O Globo
A Vale é contra o PL 191, que libera a
mineração em Terra Indígena. Em resposta à pergunta desta coluna, a empresa se
manifestou pela primeira vez e disse que o projeto “não atende ao objetivo de
regulamentar o dispositivo constitucional” e que mineração em Terra Indígena só
pode ser realizada “mediante o Consentimento Livre, Prévio e Informado (CLPI)
dos próprios indígenas e ancorado no marco regulatório que contemple a
participação e a autonomia dos povos indígenas”. O Instituto Brasileiro de
Mineração (Ibram) já havia se posicionado contra o PL. Mas agora é a própria
Vale, a maior mineradora do país, que se coloca contra o projeto que está
tramitando em regime de urgência no Congresso.
Muitas empresas grandes brasileiras têm criticado o projeto, mas não publicamente. Ocorre que esta proposta e a maneira como ele está sendo encaminhada — de forma açodada e não democrática — será um tiro no pé do setor produtivo brasileiro caso seja aprovada.
Quem acha isso, e me disse ontem numa
entrevista na Globonews, foi o economista José Roberto Mendonça de Barros, que
ocupou os cargos de secretário de Política Econômica e secretário-executivo da
Câmara de Comércio Exterior no governo Fernando Henrique.
— O projeto de lei é uma loucura, não tem
nada a ver. É aproveitar uma situação de fato — a falta de potássio — para
realizar uma pauta ideológica absurda. Uma mina de potássio leva de cinco a dez
anos para ficar pronta. As maiores reservas estão fora de Terras Indígenas, e
as reservas da Amazônia são de difícil exploração. É um disparate econômico —
diz.
A Vale, em longo posicionamento, respondendo a uma pergunta feita por mim,
disse que o reconhecimento de os indígenas serem ouvidos, serem informados e
decidirem livremente, conhecido pela sigla CLPI, “é fundamental para atender
aos diretos das populações indígenas de determinar o próprio desenvolvimento e
o direito de exercer a autodeterminação diante de decisões que dizem respeito
aos seus territórios”.
A Vale não tem mais qualquer direito
minerário, nem desenvolve pesquisa ou lavra em Terra Indígena no Brasil porque
no ano passado ela devolveu as que tinha e desistiu de qualquer exploração
nessas áreas. Ela atua no Canadá. “A Vale desenvolve atividades em terras
tradicionais em países onde há regulamentação vigente, como é o caso de
Voisey’s Bay no Canadá, sempre com estrita observância dos princípios
mencionados acima, com destaque para o Consentimento Livre, Prévio e
Informado”.
O PL 191 está tramitando em regime de
urgência, porque o presidente da Câmara, Arthur Lira, atendeu a um pedido do
presidente Bolsonaro, que alegou necessidade de potássio para a agricultura
brasileira. Isso não é verdade, mas o assunto já entrou na campanha. Ontem, na
Qi 26 em Brasília, Lago Sul, um outdoor era visto com os dizeres: “O Brasil é
agro. Agradecimento pela aprovação do PL 191. Com adubo do Brasil a comida fica
mais barata. Produtores rurais da Amazônia.” Como se nas terras indígenas
houvesse o adubo que está faltando hoje ao Brasil. Com o regime de urgência não
tem debates nas comissões. Lira criou uma comissão não prevista no regimento e
que não terá poderes. Será mais uma forma de enganar.

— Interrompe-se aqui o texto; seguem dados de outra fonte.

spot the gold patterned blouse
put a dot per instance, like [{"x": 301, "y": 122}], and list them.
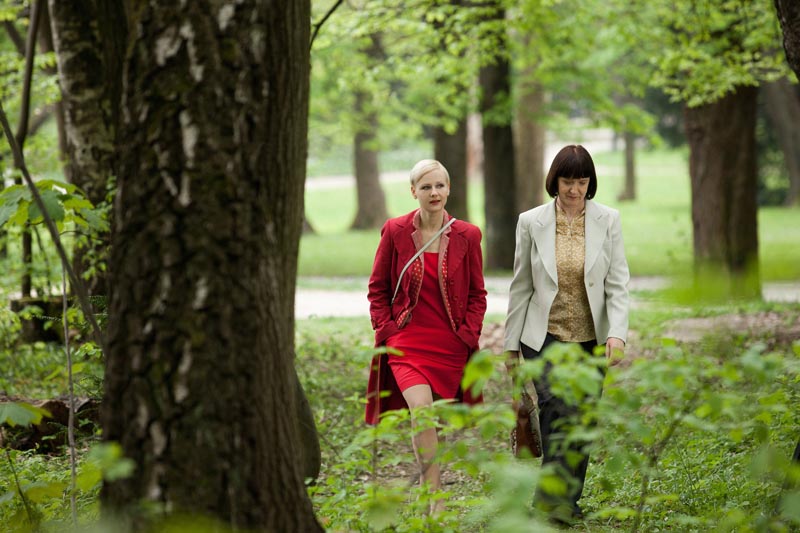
[{"x": 570, "y": 315}]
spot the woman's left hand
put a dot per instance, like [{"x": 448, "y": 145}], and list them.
[{"x": 615, "y": 349}]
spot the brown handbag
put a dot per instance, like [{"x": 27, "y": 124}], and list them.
[{"x": 527, "y": 435}]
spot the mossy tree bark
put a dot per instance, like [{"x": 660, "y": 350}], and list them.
[
  {"x": 200, "y": 386},
  {"x": 88, "y": 61},
  {"x": 498, "y": 152},
  {"x": 722, "y": 166},
  {"x": 371, "y": 200}
]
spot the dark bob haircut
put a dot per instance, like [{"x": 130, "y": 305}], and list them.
[{"x": 572, "y": 161}]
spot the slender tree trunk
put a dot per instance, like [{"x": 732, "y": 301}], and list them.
[
  {"x": 46, "y": 45},
  {"x": 87, "y": 76},
  {"x": 629, "y": 192},
  {"x": 498, "y": 150},
  {"x": 450, "y": 149},
  {"x": 722, "y": 166},
  {"x": 371, "y": 202},
  {"x": 530, "y": 144},
  {"x": 37, "y": 7},
  {"x": 200, "y": 387},
  {"x": 783, "y": 107}
]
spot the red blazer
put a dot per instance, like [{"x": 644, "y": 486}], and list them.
[{"x": 461, "y": 286}]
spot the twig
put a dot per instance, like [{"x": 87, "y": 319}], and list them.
[
  {"x": 15, "y": 37},
  {"x": 30, "y": 52},
  {"x": 22, "y": 129},
  {"x": 46, "y": 260},
  {"x": 71, "y": 421},
  {"x": 319, "y": 24},
  {"x": 77, "y": 283}
]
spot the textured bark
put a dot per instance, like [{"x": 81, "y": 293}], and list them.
[
  {"x": 450, "y": 149},
  {"x": 200, "y": 386},
  {"x": 783, "y": 107},
  {"x": 498, "y": 152},
  {"x": 87, "y": 73},
  {"x": 371, "y": 201},
  {"x": 529, "y": 149},
  {"x": 722, "y": 166},
  {"x": 789, "y": 17},
  {"x": 629, "y": 192}
]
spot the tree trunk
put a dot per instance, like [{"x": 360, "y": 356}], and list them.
[
  {"x": 629, "y": 192},
  {"x": 450, "y": 149},
  {"x": 529, "y": 149},
  {"x": 722, "y": 166},
  {"x": 200, "y": 386},
  {"x": 789, "y": 17},
  {"x": 371, "y": 202},
  {"x": 783, "y": 107},
  {"x": 87, "y": 75},
  {"x": 498, "y": 163},
  {"x": 46, "y": 45}
]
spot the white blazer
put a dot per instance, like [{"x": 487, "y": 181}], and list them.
[{"x": 535, "y": 281}]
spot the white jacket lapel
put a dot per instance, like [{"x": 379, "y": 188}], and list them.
[
  {"x": 544, "y": 234},
  {"x": 595, "y": 234}
]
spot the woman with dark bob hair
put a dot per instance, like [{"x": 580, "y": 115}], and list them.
[{"x": 570, "y": 285}]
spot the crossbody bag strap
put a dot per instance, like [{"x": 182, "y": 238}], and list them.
[{"x": 419, "y": 252}]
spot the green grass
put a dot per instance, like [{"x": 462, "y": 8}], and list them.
[{"x": 657, "y": 227}]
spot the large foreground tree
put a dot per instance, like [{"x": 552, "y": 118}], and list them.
[{"x": 200, "y": 387}]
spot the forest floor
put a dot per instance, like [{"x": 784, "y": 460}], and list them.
[
  {"x": 775, "y": 328},
  {"x": 317, "y": 301}
]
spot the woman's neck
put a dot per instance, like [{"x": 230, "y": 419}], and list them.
[
  {"x": 571, "y": 212},
  {"x": 431, "y": 221}
]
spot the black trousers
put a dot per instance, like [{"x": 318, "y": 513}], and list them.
[{"x": 556, "y": 420}]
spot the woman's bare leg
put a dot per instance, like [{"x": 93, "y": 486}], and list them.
[{"x": 426, "y": 442}]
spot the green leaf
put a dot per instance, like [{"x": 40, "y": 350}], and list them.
[
  {"x": 89, "y": 477},
  {"x": 40, "y": 492},
  {"x": 21, "y": 414},
  {"x": 790, "y": 506},
  {"x": 51, "y": 203}
]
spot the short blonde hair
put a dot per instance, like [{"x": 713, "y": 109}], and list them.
[{"x": 426, "y": 166}]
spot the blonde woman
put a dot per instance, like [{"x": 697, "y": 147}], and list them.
[{"x": 427, "y": 300}]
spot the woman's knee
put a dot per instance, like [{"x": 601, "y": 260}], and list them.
[{"x": 418, "y": 396}]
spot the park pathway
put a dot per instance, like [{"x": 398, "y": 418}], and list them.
[{"x": 322, "y": 302}]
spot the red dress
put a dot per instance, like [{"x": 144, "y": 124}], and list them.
[{"x": 432, "y": 352}]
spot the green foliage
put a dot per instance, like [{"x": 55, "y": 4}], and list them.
[
  {"x": 63, "y": 201},
  {"x": 21, "y": 414},
  {"x": 702, "y": 51},
  {"x": 685, "y": 438},
  {"x": 657, "y": 226}
]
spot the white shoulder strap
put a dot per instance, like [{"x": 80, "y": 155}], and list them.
[{"x": 419, "y": 252}]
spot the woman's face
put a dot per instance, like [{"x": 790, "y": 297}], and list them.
[
  {"x": 431, "y": 191},
  {"x": 572, "y": 191}
]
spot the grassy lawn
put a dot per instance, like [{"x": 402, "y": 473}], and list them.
[{"x": 656, "y": 227}]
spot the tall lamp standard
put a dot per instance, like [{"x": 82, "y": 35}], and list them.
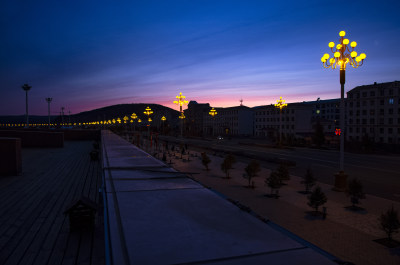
[
  {"x": 26, "y": 87},
  {"x": 280, "y": 105},
  {"x": 148, "y": 112},
  {"x": 181, "y": 101},
  {"x": 133, "y": 117},
  {"x": 342, "y": 55},
  {"x": 213, "y": 112},
  {"x": 163, "y": 119},
  {"x": 48, "y": 107}
]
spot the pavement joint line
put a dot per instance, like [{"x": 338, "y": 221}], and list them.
[
  {"x": 158, "y": 178},
  {"x": 243, "y": 256},
  {"x": 161, "y": 189},
  {"x": 124, "y": 248}
]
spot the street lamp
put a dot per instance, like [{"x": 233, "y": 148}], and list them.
[
  {"x": 26, "y": 87},
  {"x": 48, "y": 105},
  {"x": 213, "y": 112},
  {"x": 148, "y": 112},
  {"x": 181, "y": 101},
  {"x": 342, "y": 55},
  {"x": 163, "y": 119},
  {"x": 280, "y": 105}
]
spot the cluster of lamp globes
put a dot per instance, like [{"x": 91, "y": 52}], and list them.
[{"x": 342, "y": 54}]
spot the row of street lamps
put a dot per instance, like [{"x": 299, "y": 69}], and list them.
[{"x": 342, "y": 55}]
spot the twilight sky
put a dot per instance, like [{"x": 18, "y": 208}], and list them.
[{"x": 90, "y": 54}]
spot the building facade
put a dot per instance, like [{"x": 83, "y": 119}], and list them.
[
  {"x": 374, "y": 113},
  {"x": 232, "y": 121}
]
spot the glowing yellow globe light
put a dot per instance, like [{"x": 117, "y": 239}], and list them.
[
  {"x": 213, "y": 112},
  {"x": 148, "y": 111}
]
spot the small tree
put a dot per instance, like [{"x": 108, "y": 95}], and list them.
[
  {"x": 274, "y": 182},
  {"x": 316, "y": 198},
  {"x": 390, "y": 222},
  {"x": 205, "y": 160},
  {"x": 251, "y": 170},
  {"x": 227, "y": 164},
  {"x": 309, "y": 180},
  {"x": 283, "y": 172},
  {"x": 355, "y": 191}
]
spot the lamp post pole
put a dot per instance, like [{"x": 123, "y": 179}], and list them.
[
  {"x": 26, "y": 87},
  {"x": 148, "y": 112},
  {"x": 280, "y": 105},
  {"x": 181, "y": 101},
  {"x": 213, "y": 112},
  {"x": 48, "y": 108},
  {"x": 342, "y": 55}
]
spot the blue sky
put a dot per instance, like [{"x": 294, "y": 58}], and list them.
[{"x": 91, "y": 54}]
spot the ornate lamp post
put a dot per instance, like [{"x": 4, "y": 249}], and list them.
[
  {"x": 48, "y": 107},
  {"x": 163, "y": 119},
  {"x": 133, "y": 117},
  {"x": 280, "y": 105},
  {"x": 148, "y": 112},
  {"x": 181, "y": 101},
  {"x": 213, "y": 112},
  {"x": 26, "y": 87},
  {"x": 342, "y": 55}
]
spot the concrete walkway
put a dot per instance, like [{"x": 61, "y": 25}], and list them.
[{"x": 346, "y": 234}]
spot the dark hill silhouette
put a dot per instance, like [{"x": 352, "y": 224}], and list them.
[{"x": 105, "y": 113}]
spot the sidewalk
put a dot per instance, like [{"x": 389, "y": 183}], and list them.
[{"x": 345, "y": 234}]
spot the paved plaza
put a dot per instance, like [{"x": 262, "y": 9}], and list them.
[{"x": 346, "y": 234}]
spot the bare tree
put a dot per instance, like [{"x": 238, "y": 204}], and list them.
[
  {"x": 251, "y": 170},
  {"x": 226, "y": 165},
  {"x": 390, "y": 222}
]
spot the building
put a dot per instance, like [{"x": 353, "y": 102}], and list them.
[
  {"x": 296, "y": 120},
  {"x": 374, "y": 113},
  {"x": 194, "y": 120},
  {"x": 232, "y": 121}
]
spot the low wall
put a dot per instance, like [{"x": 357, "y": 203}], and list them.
[
  {"x": 10, "y": 156},
  {"x": 36, "y": 138}
]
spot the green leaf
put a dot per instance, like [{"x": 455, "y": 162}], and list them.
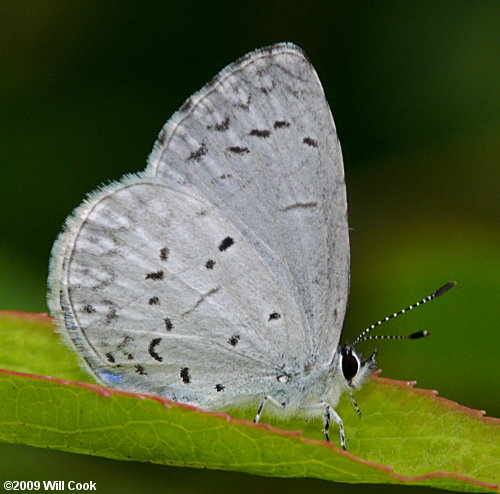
[{"x": 406, "y": 436}]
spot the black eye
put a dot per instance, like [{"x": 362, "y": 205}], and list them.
[{"x": 350, "y": 364}]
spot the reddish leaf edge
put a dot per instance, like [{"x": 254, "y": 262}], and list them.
[{"x": 477, "y": 414}]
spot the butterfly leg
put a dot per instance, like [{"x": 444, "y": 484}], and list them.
[
  {"x": 330, "y": 414},
  {"x": 271, "y": 400}
]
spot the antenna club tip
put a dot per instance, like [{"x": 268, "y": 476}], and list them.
[
  {"x": 444, "y": 288},
  {"x": 419, "y": 334}
]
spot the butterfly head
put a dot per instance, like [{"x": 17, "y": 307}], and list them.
[{"x": 354, "y": 369}]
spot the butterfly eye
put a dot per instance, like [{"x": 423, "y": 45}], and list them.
[{"x": 350, "y": 364}]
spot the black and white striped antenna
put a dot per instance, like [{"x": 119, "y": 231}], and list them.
[{"x": 419, "y": 334}]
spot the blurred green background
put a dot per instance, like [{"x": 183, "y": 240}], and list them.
[{"x": 87, "y": 85}]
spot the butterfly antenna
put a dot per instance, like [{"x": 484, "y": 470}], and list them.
[{"x": 418, "y": 334}]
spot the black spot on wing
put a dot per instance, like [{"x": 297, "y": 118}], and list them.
[
  {"x": 186, "y": 378},
  {"x": 112, "y": 313},
  {"x": 220, "y": 127},
  {"x": 199, "y": 153},
  {"x": 164, "y": 252},
  {"x": 154, "y": 342},
  {"x": 88, "y": 309},
  {"x": 233, "y": 341},
  {"x": 156, "y": 275},
  {"x": 310, "y": 142},
  {"x": 140, "y": 370},
  {"x": 281, "y": 124},
  {"x": 226, "y": 243},
  {"x": 126, "y": 340},
  {"x": 244, "y": 106},
  {"x": 238, "y": 150},
  {"x": 260, "y": 133}
]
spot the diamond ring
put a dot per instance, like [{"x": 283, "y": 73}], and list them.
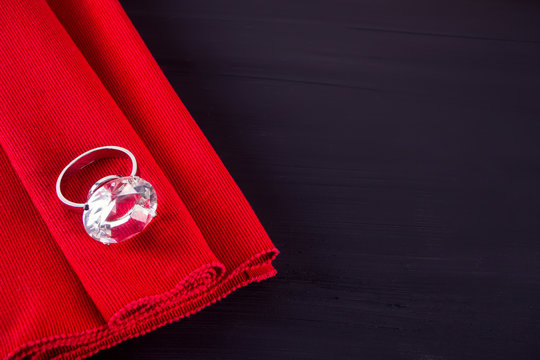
[{"x": 117, "y": 207}]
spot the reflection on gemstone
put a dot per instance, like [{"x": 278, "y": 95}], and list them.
[{"x": 119, "y": 209}]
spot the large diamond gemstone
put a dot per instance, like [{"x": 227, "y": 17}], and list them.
[{"x": 119, "y": 209}]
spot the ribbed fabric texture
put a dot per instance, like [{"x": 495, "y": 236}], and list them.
[{"x": 75, "y": 75}]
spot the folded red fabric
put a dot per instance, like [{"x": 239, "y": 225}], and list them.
[{"x": 75, "y": 75}]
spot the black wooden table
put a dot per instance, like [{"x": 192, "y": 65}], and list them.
[{"x": 391, "y": 150}]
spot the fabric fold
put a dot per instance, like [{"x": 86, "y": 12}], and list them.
[{"x": 66, "y": 89}]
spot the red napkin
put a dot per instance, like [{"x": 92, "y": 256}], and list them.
[{"x": 75, "y": 75}]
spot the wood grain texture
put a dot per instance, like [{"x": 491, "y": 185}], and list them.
[{"x": 390, "y": 148}]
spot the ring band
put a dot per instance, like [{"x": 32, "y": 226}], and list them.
[
  {"x": 117, "y": 207},
  {"x": 86, "y": 159}
]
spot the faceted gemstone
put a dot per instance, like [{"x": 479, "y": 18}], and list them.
[{"x": 119, "y": 209}]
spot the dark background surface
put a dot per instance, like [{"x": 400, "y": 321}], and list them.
[{"x": 391, "y": 150}]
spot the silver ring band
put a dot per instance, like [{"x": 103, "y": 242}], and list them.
[{"x": 87, "y": 158}]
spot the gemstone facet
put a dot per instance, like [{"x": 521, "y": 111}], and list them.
[{"x": 119, "y": 209}]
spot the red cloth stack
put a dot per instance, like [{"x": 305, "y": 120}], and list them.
[{"x": 75, "y": 75}]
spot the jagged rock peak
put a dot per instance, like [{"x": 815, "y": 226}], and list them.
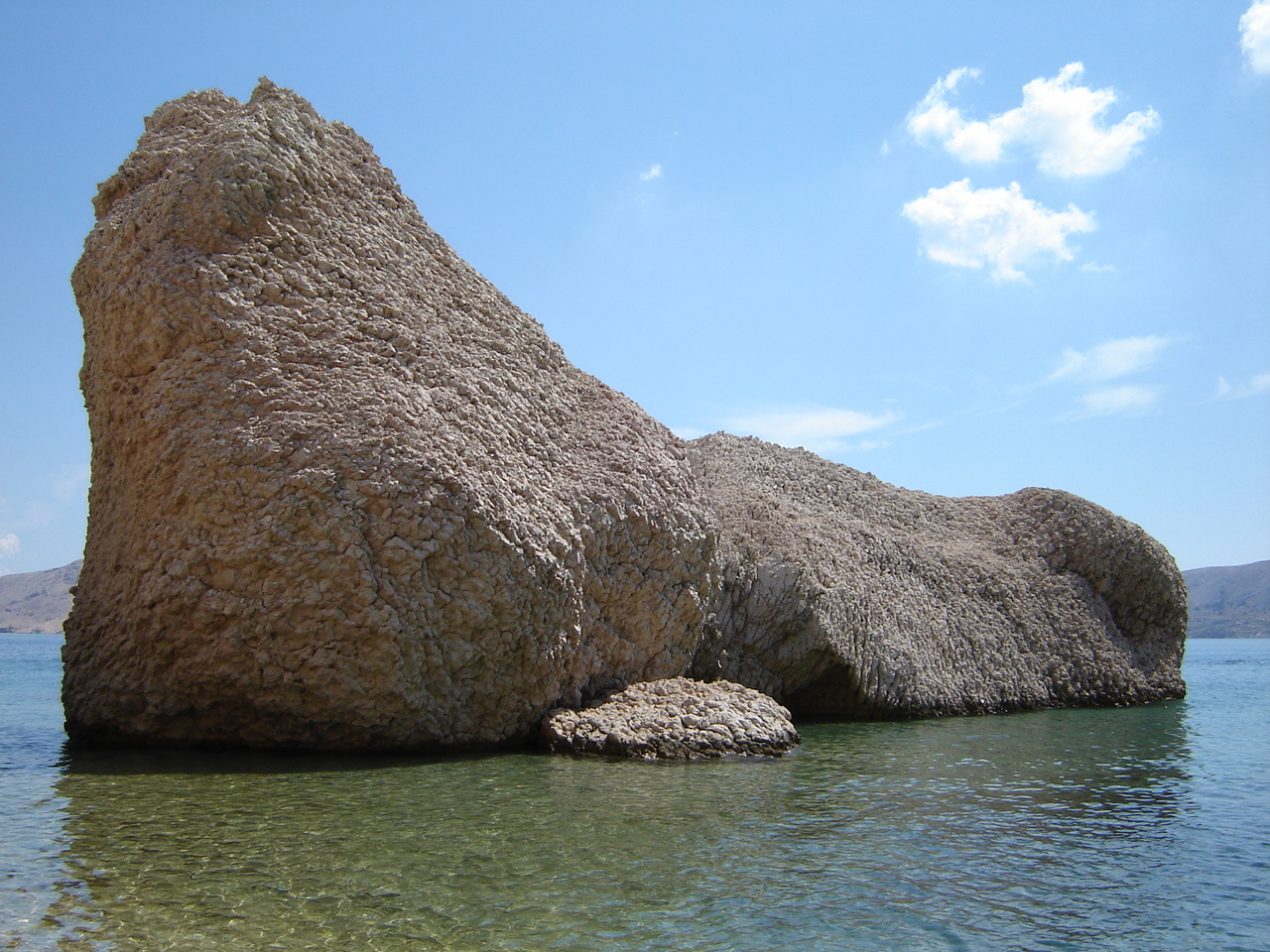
[{"x": 344, "y": 494}]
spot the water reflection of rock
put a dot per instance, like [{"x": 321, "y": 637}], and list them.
[
  {"x": 1008, "y": 828},
  {"x": 312, "y": 853}
]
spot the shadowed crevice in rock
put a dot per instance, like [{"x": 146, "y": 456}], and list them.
[
  {"x": 846, "y": 595},
  {"x": 344, "y": 494}
]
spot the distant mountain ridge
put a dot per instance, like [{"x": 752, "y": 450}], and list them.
[
  {"x": 1229, "y": 602},
  {"x": 37, "y": 602},
  {"x": 1225, "y": 602}
]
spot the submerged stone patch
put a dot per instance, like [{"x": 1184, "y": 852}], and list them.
[{"x": 675, "y": 719}]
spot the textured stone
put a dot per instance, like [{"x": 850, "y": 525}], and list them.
[
  {"x": 344, "y": 494},
  {"x": 846, "y": 595},
  {"x": 675, "y": 719}
]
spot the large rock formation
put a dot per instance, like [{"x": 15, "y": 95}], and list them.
[
  {"x": 847, "y": 595},
  {"x": 675, "y": 719},
  {"x": 344, "y": 494}
]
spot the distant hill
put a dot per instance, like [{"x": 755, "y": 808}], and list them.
[
  {"x": 37, "y": 602},
  {"x": 1229, "y": 602},
  {"x": 1225, "y": 602}
]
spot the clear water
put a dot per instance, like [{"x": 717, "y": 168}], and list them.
[{"x": 1119, "y": 829}]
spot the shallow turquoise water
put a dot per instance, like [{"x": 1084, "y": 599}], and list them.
[{"x": 1111, "y": 829}]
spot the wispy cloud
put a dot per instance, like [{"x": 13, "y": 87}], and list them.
[
  {"x": 970, "y": 227},
  {"x": 1255, "y": 36},
  {"x": 1060, "y": 125},
  {"x": 1130, "y": 399},
  {"x": 1110, "y": 359},
  {"x": 9, "y": 546},
  {"x": 818, "y": 428},
  {"x": 1238, "y": 391}
]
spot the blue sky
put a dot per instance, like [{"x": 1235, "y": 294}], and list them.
[{"x": 966, "y": 246}]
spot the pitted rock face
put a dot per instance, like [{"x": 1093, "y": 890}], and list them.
[
  {"x": 675, "y": 719},
  {"x": 344, "y": 494},
  {"x": 846, "y": 595}
]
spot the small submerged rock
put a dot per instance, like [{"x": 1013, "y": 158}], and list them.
[{"x": 675, "y": 719}]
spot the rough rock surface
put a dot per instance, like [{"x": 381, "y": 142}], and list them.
[
  {"x": 344, "y": 494},
  {"x": 675, "y": 719},
  {"x": 846, "y": 595}
]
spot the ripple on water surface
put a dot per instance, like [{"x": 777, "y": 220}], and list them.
[{"x": 1052, "y": 830}]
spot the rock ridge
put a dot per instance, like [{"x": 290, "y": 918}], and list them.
[
  {"x": 846, "y": 595},
  {"x": 345, "y": 495}
]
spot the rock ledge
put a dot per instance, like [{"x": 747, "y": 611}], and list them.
[{"x": 675, "y": 719}]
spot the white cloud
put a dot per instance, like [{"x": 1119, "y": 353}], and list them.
[
  {"x": 821, "y": 429},
  {"x": 1060, "y": 125},
  {"x": 1255, "y": 36},
  {"x": 688, "y": 431},
  {"x": 971, "y": 227},
  {"x": 1129, "y": 399},
  {"x": 1254, "y": 388},
  {"x": 1110, "y": 359}
]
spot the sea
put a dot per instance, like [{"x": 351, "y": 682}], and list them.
[{"x": 1144, "y": 829}]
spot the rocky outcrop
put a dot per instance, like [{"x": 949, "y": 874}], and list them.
[
  {"x": 344, "y": 494},
  {"x": 37, "y": 602},
  {"x": 675, "y": 719},
  {"x": 846, "y": 595}
]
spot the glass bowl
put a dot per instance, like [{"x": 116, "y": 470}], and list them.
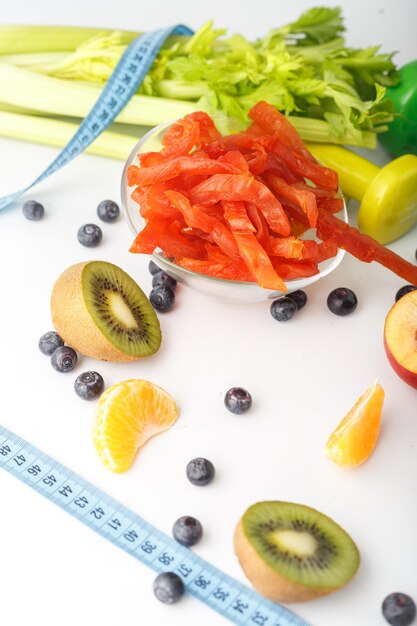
[{"x": 228, "y": 290}]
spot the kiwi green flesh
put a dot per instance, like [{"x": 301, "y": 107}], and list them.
[
  {"x": 301, "y": 544},
  {"x": 120, "y": 309}
]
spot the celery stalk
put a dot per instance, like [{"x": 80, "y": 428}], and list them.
[
  {"x": 21, "y": 39},
  {"x": 57, "y": 96},
  {"x": 57, "y": 133},
  {"x": 33, "y": 60}
]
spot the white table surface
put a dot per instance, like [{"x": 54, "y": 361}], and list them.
[{"x": 304, "y": 376}]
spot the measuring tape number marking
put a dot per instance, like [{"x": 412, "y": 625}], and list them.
[{"x": 122, "y": 527}]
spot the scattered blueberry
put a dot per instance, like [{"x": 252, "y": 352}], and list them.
[
  {"x": 200, "y": 471},
  {"x": 162, "y": 299},
  {"x": 187, "y": 531},
  {"x": 299, "y": 297},
  {"x": 49, "y": 342},
  {"x": 342, "y": 301},
  {"x": 160, "y": 279},
  {"x": 403, "y": 290},
  {"x": 108, "y": 211},
  {"x": 33, "y": 210},
  {"x": 168, "y": 587},
  {"x": 64, "y": 359},
  {"x": 153, "y": 268},
  {"x": 283, "y": 309},
  {"x": 89, "y": 385},
  {"x": 238, "y": 400},
  {"x": 399, "y": 609},
  {"x": 89, "y": 235}
]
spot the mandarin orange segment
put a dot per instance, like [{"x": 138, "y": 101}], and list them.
[
  {"x": 354, "y": 439},
  {"x": 127, "y": 415}
]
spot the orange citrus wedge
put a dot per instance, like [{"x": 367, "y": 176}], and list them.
[
  {"x": 127, "y": 415},
  {"x": 354, "y": 439}
]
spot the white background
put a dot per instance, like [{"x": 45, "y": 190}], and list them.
[{"x": 303, "y": 376}]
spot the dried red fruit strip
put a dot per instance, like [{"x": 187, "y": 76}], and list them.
[
  {"x": 258, "y": 262},
  {"x": 258, "y": 220},
  {"x": 170, "y": 169},
  {"x": 321, "y": 176},
  {"x": 305, "y": 199},
  {"x": 230, "y": 271},
  {"x": 176, "y": 244},
  {"x": 195, "y": 218},
  {"x": 287, "y": 247},
  {"x": 319, "y": 252},
  {"x": 363, "y": 247}
]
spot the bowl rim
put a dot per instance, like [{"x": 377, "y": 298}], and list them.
[{"x": 292, "y": 285}]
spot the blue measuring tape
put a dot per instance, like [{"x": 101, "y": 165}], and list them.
[
  {"x": 128, "y": 531},
  {"x": 121, "y": 86}
]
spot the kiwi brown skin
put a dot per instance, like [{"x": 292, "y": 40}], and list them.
[
  {"x": 266, "y": 580},
  {"x": 73, "y": 322}
]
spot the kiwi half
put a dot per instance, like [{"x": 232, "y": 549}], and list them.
[
  {"x": 101, "y": 312},
  {"x": 293, "y": 553}
]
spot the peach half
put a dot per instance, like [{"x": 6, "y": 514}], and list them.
[{"x": 400, "y": 338}]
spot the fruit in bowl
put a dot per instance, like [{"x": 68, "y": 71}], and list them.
[
  {"x": 226, "y": 214},
  {"x": 247, "y": 216}
]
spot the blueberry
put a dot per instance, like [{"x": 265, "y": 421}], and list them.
[
  {"x": 342, "y": 301},
  {"x": 89, "y": 235},
  {"x": 108, "y": 211},
  {"x": 187, "y": 531},
  {"x": 299, "y": 297},
  {"x": 200, "y": 471},
  {"x": 89, "y": 385},
  {"x": 160, "y": 279},
  {"x": 33, "y": 210},
  {"x": 49, "y": 342},
  {"x": 153, "y": 268},
  {"x": 401, "y": 292},
  {"x": 168, "y": 587},
  {"x": 283, "y": 309},
  {"x": 399, "y": 609},
  {"x": 162, "y": 299},
  {"x": 238, "y": 400},
  {"x": 64, "y": 359}
]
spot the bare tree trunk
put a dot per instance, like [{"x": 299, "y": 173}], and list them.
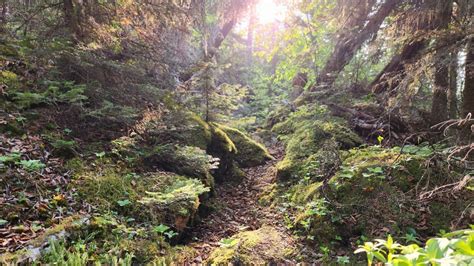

No Congresso se diz que está difícil para
os partidos acharem quem queira fazer parte. A informação das fontes políticas
é a de que Bolsonaro prometeu isso aos grandes garimpeiros — que são os que têm
muito capital e investem em maquinário pesado — durante a última campanha
eleitoral e agora está sendo cobrado por eles. Então decidiu passar o trator
aproveitando a guerra como pretexto.
Mendonça de Barros disse que esse projeto
elevará as barreiras contra o Brasil, e a guerra mostrou isso, o peso do risco
reputacional.
— Um efeito da guerra que ninguém esperava
foi que mais de 400 companhias do mundo inteiro decidiram sair da Rússia. Por
que fizeram isso? Pelo péssimo comportamento da Rússia. Isso é efeito direto da
pauta ESG. Isso virou uma realidade concreta, empresas vão conscientemente
perder dinheiro, ativos e mercado. A mesma coisa acontecerá aqui — disse ele,
referindo-se ao aumento do desmatamento e às propostas como o PL 191.
Segundo o economista, haverá “chance zero”
de a Europa aceitar produto de um país que apoia garimpeiro ilegal e
desmatador. Ele explicou que a guerra levará os países a procurar fornecedores
alternativos para tudo. Poderia ser uma chance para o Brasil, inclusive na área
industrial. Mas sem a proteção da Amazônia o Brasil será barrado.